By Berit Ollestad
Business was brisk in Morristown Municipal Court one day last week as St. Paddy’s parade revelers took turns, heads bowed, to plead guilty to urinating or drinking in public.
The town collected nearly $12,000 from 24 people who paid $489 apiece in fines and court fees after pleading guilty to these offenses.
Municipal Judge Gary F. Troxell opened the proceedings by sternly explaining the perils of public urination.
“It’s unfair to the residents of Morristown to be subjected to the smell of urine wafting thru the town, especially after a good rain. Perhaps Morristown will follow the example set by Hoboken for addressing public urination,” Troxel said, referring to Hoboken’s eye-popping $2000 fines and mandatory community service for such offenders.
There was no option to plead to a lesser charge last week. The choices were either guilty or not guilty. Those pleading not guilty must come back and explain why it was mistaken identity or what were the extenuating circumstances.
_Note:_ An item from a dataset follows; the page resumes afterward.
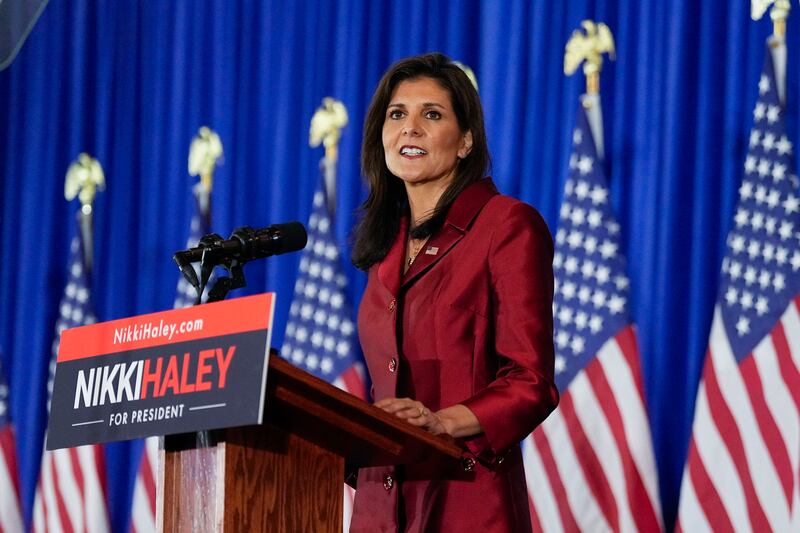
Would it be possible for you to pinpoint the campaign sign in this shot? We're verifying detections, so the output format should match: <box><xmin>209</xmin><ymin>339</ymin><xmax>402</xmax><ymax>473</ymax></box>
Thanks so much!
<box><xmin>47</xmin><ymin>293</ymin><xmax>275</xmax><ymax>450</ymax></box>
One of the accused told the judge that the establishment where he was imbibing had no restroom facilities, and so the security staff instructed him to use the parking lot to relieve himself. He was one of only two on Thursday to plead not guilty; he will be given a new court date.
Many streets were moist on the weekend of the March 10 Morris County St. Patrick’s Parade. Morris Avenue clearly took first place, with DeHart Street and Dumont Place a close second.
According to court Administrator Mary Anne Dillon, 43 cases of urinating and drinking in public were on Thursday’s calendar. Twenty-six of those individuals appeared in court, and 24 guilty pleas brought in $11,736 in fines and court costs.
Police records indicate that 23 summonses were issued for urinating in public. Another 22 tickets were issued for public drinking, and eight more were written for soliciting without a permit.
Additionally, there were 18 arrests for disorderly conduct and four more for driving while intoxicated.
That is slightly more arrests than last year–when there were 13–but it appears that fewer citations were issued this year. In 2011, Morristown police reported issuing 135 summonses, including 88 for public drinking and 46 for public urination.
“Thousands upon thousands of people enjoy the Morris County St. Patrick’s Day Parade and the atmosphere that surrounds it,” Morristown Police Chief Pete Demnitz said in a statement. “A very small percentage of people in Morristown on that day engage in behavior that requires police and other emergency services attention. The Morristown Bureau of Police, with help from many police and emergency services agencies around this county, address these situations in a timely, efficient and effective manner.”
With the exception of one female, it was clear the boys in town were behaving very badly on this parade weekend. The parade attracted folks from across New Jersey, as well as from all five boroughs of New York. There even was a “parade guest” from Los Angeles, Ca., who used Dumont Place as a urinal.
The judge found himself having to explain that the town isn’t in the “discount business.”
A woman who was cited for selling parade paraphernalia without a permit complained that after she was ticketed, she went to use the restroom and subsequently her husband was ticketed. The woman asked if the judge would be willing to offer a “2-for-1 discount” if they both agreed to plead guilty and pay both fines at once. With a slight grin, Judge Troxell politely declined her generous offer.